There are basically two seasons: rainy (May through November) and dry. Phu Quoc is noted for its excellent fermented fish sauce (nuoc mam), pepper-tree farms and native hunting dogs, which have ridgebacks and blue tongues. People get around on motorbikes, but it’s much easier to dodge them there than on the streets of Ho Chi Minh City. (Pedestrians in Vietnam apparently never have the right of way.)
The Habitat folks gave the island a glowing review noting that Phu Quoc has the same characteristics as the Vietnamese mainland — surprisingly good restaurants, wonderful people — plus those beautiful, pristine beaches. It’s a haven for water sports and even for non-beach goers, there is downtown and watching people and fishing boats. Certainly the island is not as polished yet — still needs to improve its services — for the Western taste. But if you’re fine with the local style of doing things or prefer that the destination primarily not cater to Western preferences, then Phu Quoc has a lot to offer already!

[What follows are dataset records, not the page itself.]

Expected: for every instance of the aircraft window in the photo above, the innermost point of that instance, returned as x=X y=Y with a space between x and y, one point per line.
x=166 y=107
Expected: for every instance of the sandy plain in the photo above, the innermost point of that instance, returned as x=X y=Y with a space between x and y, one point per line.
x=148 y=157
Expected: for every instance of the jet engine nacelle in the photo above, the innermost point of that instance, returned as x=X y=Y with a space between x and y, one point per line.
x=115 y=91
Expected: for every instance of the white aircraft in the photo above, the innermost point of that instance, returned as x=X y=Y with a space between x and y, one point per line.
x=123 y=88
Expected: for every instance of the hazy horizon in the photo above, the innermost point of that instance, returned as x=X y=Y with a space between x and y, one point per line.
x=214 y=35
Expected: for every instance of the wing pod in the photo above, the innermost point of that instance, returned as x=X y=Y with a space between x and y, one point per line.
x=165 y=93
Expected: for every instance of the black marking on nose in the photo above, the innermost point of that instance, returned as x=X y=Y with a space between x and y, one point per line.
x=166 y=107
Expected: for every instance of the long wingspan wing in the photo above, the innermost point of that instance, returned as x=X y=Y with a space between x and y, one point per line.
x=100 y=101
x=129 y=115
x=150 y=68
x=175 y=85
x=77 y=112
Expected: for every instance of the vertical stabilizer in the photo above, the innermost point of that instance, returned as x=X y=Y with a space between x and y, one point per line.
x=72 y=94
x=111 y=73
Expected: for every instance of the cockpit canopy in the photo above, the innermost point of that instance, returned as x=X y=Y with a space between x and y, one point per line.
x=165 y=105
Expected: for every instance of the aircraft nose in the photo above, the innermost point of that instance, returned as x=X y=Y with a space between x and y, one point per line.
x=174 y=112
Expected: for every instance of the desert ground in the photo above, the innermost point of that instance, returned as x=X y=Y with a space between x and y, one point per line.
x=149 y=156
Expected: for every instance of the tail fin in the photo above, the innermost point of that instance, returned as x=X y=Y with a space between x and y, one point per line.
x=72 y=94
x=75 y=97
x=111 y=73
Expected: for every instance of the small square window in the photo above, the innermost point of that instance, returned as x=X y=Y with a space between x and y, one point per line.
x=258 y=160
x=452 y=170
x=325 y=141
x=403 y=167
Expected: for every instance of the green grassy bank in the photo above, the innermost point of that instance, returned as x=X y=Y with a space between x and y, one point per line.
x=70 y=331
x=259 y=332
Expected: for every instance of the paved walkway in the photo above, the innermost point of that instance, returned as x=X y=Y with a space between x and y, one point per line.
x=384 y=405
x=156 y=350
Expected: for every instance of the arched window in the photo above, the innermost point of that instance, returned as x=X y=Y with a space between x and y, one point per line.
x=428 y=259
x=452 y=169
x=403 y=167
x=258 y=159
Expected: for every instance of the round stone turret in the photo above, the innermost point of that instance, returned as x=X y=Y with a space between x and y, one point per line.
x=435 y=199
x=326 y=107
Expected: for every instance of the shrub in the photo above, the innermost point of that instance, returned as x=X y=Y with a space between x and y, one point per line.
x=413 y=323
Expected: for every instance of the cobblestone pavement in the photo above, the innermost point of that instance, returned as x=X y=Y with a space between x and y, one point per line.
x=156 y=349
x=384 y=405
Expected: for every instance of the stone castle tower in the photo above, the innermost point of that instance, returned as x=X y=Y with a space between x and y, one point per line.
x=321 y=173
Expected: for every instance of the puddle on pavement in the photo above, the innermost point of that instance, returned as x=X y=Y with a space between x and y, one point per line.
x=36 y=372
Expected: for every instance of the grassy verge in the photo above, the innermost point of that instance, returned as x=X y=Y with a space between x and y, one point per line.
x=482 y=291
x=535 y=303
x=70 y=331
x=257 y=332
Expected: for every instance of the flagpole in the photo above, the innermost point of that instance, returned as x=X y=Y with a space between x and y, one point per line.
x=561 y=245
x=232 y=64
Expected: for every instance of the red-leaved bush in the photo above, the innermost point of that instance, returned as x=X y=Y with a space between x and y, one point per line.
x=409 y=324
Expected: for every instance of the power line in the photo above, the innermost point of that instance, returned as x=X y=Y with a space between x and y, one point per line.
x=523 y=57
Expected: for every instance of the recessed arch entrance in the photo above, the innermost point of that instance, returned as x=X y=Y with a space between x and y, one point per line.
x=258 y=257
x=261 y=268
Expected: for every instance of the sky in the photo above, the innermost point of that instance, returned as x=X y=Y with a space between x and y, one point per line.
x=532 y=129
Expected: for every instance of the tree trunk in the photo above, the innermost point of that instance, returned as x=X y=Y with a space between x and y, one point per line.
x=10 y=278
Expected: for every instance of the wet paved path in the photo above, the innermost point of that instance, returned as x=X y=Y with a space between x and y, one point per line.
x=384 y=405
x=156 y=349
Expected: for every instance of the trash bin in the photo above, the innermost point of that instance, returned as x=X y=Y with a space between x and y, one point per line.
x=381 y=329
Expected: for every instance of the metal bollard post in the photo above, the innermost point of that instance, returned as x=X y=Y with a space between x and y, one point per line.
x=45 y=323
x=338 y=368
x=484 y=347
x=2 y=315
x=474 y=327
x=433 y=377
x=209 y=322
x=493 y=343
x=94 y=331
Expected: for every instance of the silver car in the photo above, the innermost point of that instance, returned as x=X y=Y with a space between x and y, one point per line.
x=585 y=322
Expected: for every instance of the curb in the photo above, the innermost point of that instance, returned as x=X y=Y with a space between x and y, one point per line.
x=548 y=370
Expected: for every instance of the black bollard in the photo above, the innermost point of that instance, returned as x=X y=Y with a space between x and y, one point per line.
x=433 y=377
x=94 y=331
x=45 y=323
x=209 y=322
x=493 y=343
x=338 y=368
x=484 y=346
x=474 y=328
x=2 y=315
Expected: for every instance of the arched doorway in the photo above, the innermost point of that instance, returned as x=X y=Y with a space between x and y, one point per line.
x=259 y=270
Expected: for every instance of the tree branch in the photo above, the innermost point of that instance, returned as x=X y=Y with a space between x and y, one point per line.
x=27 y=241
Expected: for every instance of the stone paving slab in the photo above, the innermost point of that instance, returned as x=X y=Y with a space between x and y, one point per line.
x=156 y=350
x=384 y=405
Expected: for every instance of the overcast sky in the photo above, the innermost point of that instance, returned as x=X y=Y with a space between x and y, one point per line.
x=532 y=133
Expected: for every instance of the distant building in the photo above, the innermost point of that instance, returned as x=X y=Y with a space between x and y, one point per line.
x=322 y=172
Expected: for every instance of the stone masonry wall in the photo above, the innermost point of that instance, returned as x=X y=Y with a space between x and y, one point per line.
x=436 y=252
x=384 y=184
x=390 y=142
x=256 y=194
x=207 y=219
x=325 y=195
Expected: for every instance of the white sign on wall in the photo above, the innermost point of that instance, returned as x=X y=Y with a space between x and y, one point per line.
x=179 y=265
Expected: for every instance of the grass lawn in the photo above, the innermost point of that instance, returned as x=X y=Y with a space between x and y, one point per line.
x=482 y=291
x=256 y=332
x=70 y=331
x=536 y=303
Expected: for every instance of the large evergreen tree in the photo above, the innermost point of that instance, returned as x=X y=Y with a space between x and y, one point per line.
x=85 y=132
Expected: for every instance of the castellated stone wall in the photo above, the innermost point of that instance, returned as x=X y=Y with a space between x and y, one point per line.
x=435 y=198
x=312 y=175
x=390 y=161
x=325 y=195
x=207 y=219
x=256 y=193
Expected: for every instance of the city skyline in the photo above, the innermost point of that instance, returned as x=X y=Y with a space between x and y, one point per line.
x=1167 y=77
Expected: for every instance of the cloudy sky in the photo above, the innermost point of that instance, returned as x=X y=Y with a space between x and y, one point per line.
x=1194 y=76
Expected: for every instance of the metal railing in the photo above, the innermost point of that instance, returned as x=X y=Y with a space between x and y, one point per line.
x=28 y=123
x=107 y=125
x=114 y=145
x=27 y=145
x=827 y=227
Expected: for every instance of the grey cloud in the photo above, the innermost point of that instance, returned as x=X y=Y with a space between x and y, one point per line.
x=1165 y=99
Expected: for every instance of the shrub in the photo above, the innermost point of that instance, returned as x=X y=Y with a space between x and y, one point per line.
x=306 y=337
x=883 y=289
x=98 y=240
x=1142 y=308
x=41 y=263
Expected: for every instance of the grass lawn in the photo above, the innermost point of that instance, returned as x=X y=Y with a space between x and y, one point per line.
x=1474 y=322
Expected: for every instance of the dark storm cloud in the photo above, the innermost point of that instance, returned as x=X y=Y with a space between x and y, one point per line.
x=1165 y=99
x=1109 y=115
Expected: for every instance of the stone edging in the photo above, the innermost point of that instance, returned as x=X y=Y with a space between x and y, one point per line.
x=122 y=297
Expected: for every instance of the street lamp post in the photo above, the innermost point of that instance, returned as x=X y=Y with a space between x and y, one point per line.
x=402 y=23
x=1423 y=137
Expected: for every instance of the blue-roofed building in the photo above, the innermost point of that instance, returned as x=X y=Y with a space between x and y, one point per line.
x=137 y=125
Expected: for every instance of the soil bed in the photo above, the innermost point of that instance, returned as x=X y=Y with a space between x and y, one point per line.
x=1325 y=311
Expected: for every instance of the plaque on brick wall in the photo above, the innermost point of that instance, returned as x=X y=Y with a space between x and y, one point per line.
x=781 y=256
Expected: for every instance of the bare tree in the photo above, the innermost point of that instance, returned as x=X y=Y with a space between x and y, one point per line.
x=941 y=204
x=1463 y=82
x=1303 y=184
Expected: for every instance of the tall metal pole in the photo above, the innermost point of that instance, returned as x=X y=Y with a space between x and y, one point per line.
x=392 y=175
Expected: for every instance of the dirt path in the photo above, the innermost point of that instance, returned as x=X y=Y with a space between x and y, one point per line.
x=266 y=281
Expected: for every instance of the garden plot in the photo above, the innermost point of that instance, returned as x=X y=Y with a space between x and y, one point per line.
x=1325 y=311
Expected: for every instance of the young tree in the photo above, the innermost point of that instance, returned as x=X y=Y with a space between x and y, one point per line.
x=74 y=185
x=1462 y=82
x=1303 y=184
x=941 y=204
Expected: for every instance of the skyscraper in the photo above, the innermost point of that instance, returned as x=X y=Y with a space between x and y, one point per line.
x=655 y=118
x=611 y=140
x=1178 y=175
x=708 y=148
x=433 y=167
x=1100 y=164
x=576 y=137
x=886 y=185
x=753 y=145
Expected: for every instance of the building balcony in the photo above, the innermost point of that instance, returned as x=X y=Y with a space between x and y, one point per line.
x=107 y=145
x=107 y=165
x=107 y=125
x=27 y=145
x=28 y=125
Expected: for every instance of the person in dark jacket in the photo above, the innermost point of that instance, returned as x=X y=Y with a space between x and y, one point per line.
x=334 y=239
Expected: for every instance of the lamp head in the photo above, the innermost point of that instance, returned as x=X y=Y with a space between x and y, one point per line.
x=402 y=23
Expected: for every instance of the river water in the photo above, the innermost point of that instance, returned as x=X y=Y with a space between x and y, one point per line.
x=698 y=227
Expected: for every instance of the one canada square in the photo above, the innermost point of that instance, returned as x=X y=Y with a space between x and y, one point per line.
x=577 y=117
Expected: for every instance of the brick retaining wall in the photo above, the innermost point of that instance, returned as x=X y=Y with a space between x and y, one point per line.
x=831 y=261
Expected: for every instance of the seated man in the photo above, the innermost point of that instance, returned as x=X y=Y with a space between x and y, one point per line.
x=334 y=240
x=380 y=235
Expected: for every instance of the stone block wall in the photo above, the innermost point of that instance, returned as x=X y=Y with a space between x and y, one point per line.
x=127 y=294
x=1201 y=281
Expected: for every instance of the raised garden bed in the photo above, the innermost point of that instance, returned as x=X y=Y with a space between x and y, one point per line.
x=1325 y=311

Phu Quoc Island is in the Gulf of Thailand in southwest Vietnam, about 50 minutes from Ho Chi Minh City via Vietnam Airlines (several flights a day), or about a 30-minute flight or a 2½-hour ferry ride from the city of Rach Gia.
Just a few miles off the coast of Cambodia, Phu Quoc is about the size of Singapore, but only about 90,000 people live there. About 80 percent make their living from fishing and most of the rest are government administrators who have moved from the mainland.
Some of the better hotels are clustered along Tran Hung Dao Street near the center of Duong Dong Town. They include the four-star Saigon Phu Quoc Resort, the three-star Thien Hai Son Resort and the four-star Sasco Blue Lagoon Resort. Rates through September or October range from about $60 for a double room with sea or mountain views to $295 for a bungalow, breakfast included. All have pools and their own restaurants.
There are good restaurant choices on the island. Captain Skewer, on the beach whose owner is French, has a moderately priced eclectic menu. Lots on skewers, of course, from squid to vegetarian to the “Royal” (meat and seafood), as well as dishes such as grilled fish and shrimp and, for dessert, crepes with chocolate sauce or honey rum. Others praised Robinson’s for dinner and Buddy’s Ice Cream & Info Café for breakfast or lunch; both are near the market in Duong Dong. The latter was described by a New Zealand visitor as a fine place for “the peacefulness, airiness and cleanliness, as well as good food (especially the toasted sandwiches) and even a book exchange.” Dinner at the ritzy Saigon Phu Quoc Resort was disappointing, with tough grilled and sautéed abalone dishes.